The massive capital expenditures required for the AI arms race are turning capital-light tech giants into capital-intensive operations. This shift will introduce significant depreciation and interest expenses onto their balance sheets, threatening to compress the exceptionally high profit margins that investors have come to expect.
Eclipse Ventures founder Lior Susan shares a quote from Sam Altman that flips a long-held venture assumption on its head. The massive compute and talent costs for foundational AI models mean that software—specifically AI—has become more capital-intensive than traditional hardware businesses, altering investment theses.
Building software traditionally required minimal capital. However, advanced AI development introduces high compute costs, with users reporting spending hundreds on a single project. This trend could re-erect financial barriers to entry in software, making it a capital-intensive endeavor similar to hardware.
The long-held belief from Fred Brooks' 'Mythical Man-Month'—that adding engineers slows projects—is now obsolete. With sufficient capital for GPUs and data, companies can compress years of software development into weeks, fundamentally changing competitive dynamics and making capital a primary weapon again.
Established metrics for evaluating software (high gross margins, capital-light) are obsolete in the AI paradigm. Top AI companies often exhibit opposite traits, like low margins due to inference costs, signaling the "death of spreadsheet investing."
The massive AI CapEx spending by hyperscalers is transforming the software industry's economics. The new model resembles capital-heavy industries like railroads or oil, moving away from the previous era's 80% margin software dream. Investors are now focused on the conversion cycle from spending to durable revenue.
Historically, software engineering required minimal capital—a laptop and internet. AI development now mirrors heavy industry, where the capital asset (like a $10M crane or $100M cargo ship) costs far more than the skilled operator. An engineer's compute budget can now dwarf their salary, changing team economics.
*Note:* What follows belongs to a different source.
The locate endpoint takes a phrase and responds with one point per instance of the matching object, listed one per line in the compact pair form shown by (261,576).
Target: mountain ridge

Software has long commanded premium valuations due to near-zero marginal distribution costs. AI breaks this model. The significant, variable cost of inference means expenses scale with usage, fundamentally altering software's economic profile and forcing valuations down toward those of traditional industries.
The software market is bifurcating. A few massive model companies (OpenAI, Anthropic) will be worth trillions and handle general tasks. The rest of the value will be in hyper-verticalized "for me" products. Mid-sized, general-purpose software companies will be squeezed out and struggle to compete.
Hyperscalers face a new economic reality where massive AI CapEx must be justified by durable revenue. This shifts their model from high-margin software to a more capital-intensive one, like railroads or oil, creating a timing-sensitive "matching problem" between spending and cash flow.